Reiner volvió a pasar la pierna por encima de la barandilla y cerró la ventana, para luego avanzar sigilosamente hasta el hogar, desde donde le llegaron voces apagadas. Se asomó al interior y le sorprendió ver la biblioteca al otro lado de las llamas. De hecho, distinguía las botas con que Caspar daba nerviosos golpecitos en el suelo, sentado en una silla de cuero de respaldo alto. Reiner ya había visto antes ese tipo de chimeneas, ingeniosamente construidas para calentar dos habitaciones al mismo tiempo, pero en la Altdorf plagada de intrigas donde la privacidad era de gran valor, la mayoría se habían tapiado.
—Pero ¿cuándo? —preguntó la voz de Caspar—. ¿Por qué no queréis decirme cuándo?
Reiner se inclinó hacia adelante tanto como se atrevió. El calor del fuego era intenso y el rugido de las llamas casi ahogaba cualquier otro sonido, pero si contenía la respiración podía oír las respuestas que murmuraba Oppenhauer.
—Pronto, mi señor —dijo el coronel—. Acabamos de reclutar los últimos hombres que necesitamos, pero llevará algún tiempo entrenarlos y descubrir cuáles simpatizan con nuestros objetivos.
—Pero ¡maldición!, yo estoy preparado ahora. Me cansa esta espera.
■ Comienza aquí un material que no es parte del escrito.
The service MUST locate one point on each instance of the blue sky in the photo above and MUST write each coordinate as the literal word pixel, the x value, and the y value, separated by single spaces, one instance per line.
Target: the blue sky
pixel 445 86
Oxidándome aquí, en este territorio salvaje, mientras Leopold se pasa su reinado durmiendo. ¡Pensar lo que podría hacerse con esta tierra si hubiese un hombre con visión en el trono! —Dio una palmada en un reposabrazos de la silla.
—Sucederá —le aseguró Oppenhauer—. No temáis.
Reiner se inclinó un poco más cuando las palabras del coronel se perdieron en el crepitar del fuego. Sentía la mejilla como si la tuviera en llamas y el ojo izquierdo se le había resecado como si fuera papel.
—El general está tan ansioso como vos, mi señor. Ya conocéis su historia. También han frustrado sus ambiciones. Esperad sólo un poco más, y él derribará a vuestro dormilón hermano del trono y os sentará en su lugar. Entonces, con vos como rey y Gutzmann como comandante de vuestros ejércitos, Aulschweig se convertirá en todo lo que queréis que sea. Los otros Reinos Fronterizos caerán ante vuestro poderío y uniréis las Montañas Negras en una sola gran nación. Una nación que un día podría rivalizar con el mismísimo Imperio.
—¡Sí! —exclamó Caspar—. ¡Ése es mi destino! Así será. Pero ¿dentro de cuánto? ¿Dentro de cuánto?
—Muy pronto, mi señor —le aseguró Oppenhauer—. Muy pronto. Dos meses como máximo.
—¡Dos meses! ¡Una eternidad!
—En absoluto. En absoluto. El mes que viene, cuando regrese con más «material», os traeré los planes definitivos del general. Y durante el mes siguiente situaremos lentamente en posición a nuestras fuerzas de modo que podamos accionar la trampa sin perder el elemento sorpresa.
Reiner retrocedió y se apartó del hogar mientras se frotaba la cara. Así que ése era el plan. De ser verdad, sin duda encajaba con el criterio de Manfred para apartar a Gutzmann del puesto que ocupaba. En cuanto regresaran al fuerte, Reiner podría matar al general y salir de esas gélidas montañas. Por otro lado, había muy buenas razones para esperar. Unas razones de oro.
Había llegado el momento de hablar con los viejos Corazones Negros.